Heboh Penampakan Sepeda Onthel Terompet Raksasa Jogja

Baru-baru ini netizen dibikin takjub dengan kemunculan foto sepeda onthel model kumbang dengan terompet raksasa. Bagi yang tinggal di Jogja mungkin tidak abnormal dengan pemandangan menyerupai itu. DIY sebagai kota budaya kerap mengusung Jogja Biennale untuk merias jalanan-jalanan dan ruang publik biar tampak keseniannya.

baru ini netizen dibikin takjub dengan kemunculan foto sepeda onthel model kumbang dengan  Heboh Penampakan Sepeda Onthel  Terompet Raksasa Jogja

Biennale atau pameran seni dua tahunan, menjadi fenomena belakangan ini. Setiap kota atau komunitas seni di Indonesia berbondong-bondong menyelenggarakan biennale sesuai versinya masing-masing. Bukan Jogja namanya jikalau tidak berhasil mencuri perhatian khalayak lewat acara seninya.

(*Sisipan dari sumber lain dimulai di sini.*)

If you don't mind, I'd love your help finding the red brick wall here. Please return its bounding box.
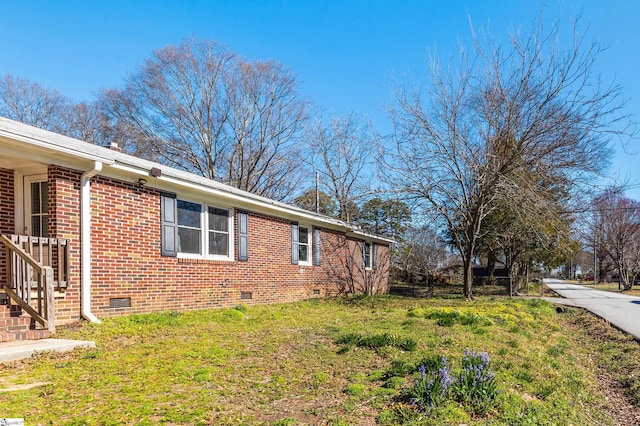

Foto itu bukan karya seni olahan photoshop, foto dengan judul ‘Awas sepeda onthel dengan terompet raksasa mau lewat’ itu asli. Hasil karya seni itu merupakan garapan dari Jogja Street Sculpture Project (JSSP) 2015, Asosiasi Pematung Indonesia (API), dan Dinas Kebudayan DIY.

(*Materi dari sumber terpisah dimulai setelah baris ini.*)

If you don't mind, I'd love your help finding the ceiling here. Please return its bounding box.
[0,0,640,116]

Selain di Jalan Malioboro, Jogja Biennale juga dapat ditemui di sepanjang Jalan Mangkubumi, kawasan sekitar Tugu Jogja. Anda dapat berfoto-foto baik selfie maupun groupie, tanpa ongkos alias free. Sejak di-posting di instagram oleh akun @iwanmaco, foto ini pribadi di-like hampir 6000 orang.

Sumatera Biennale, Makassar Biennale hingga Terracota Biennale yang gres saja digelar awal bulan Juni di Yogyakarta. Kurator berbasis di Yogyakarta mengungkapkan fenomena tersebut menarik diterjemahkan ke seni kontemporer Indonesia sendiri.

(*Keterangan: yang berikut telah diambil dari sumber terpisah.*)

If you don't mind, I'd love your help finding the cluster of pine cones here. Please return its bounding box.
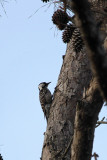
[42,0,84,52]
[52,9,84,52]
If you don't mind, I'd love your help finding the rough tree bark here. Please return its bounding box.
[41,0,106,160]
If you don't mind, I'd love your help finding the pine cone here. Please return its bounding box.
[62,24,75,43]
[72,28,84,52]
[42,0,49,3]
[52,9,69,30]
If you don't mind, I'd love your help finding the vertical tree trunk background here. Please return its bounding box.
[41,0,106,160]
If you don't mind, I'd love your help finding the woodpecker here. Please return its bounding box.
[38,82,52,121]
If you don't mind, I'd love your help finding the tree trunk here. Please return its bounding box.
[41,0,103,160]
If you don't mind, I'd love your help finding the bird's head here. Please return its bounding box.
[38,82,51,91]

Sama dengan penyelenggaraan Biennale Jogja edisi Khatulistiwa yang ketiga ini. Pihaknya mengajak seniman dari negara-negara yang belum terpikirkan oleh penyelenggara di Indonesia. Seperti Nigeria di Afrika Barat yang dikenal dengan ketidakamanannya dan pengedar narkoba.

Hal ini pula yang menciptakan Biennale Jogja unik dan berbeda dengan biennale lainnya. Pihaknya pun bekerja dengan dana terbatas, intim, dan bukan besar-besaran. Untuk menggalang dana biennale, Biennale Jogja menggelar pameran karya seni ‘Pursuing the Future’ di Ruci Artspace.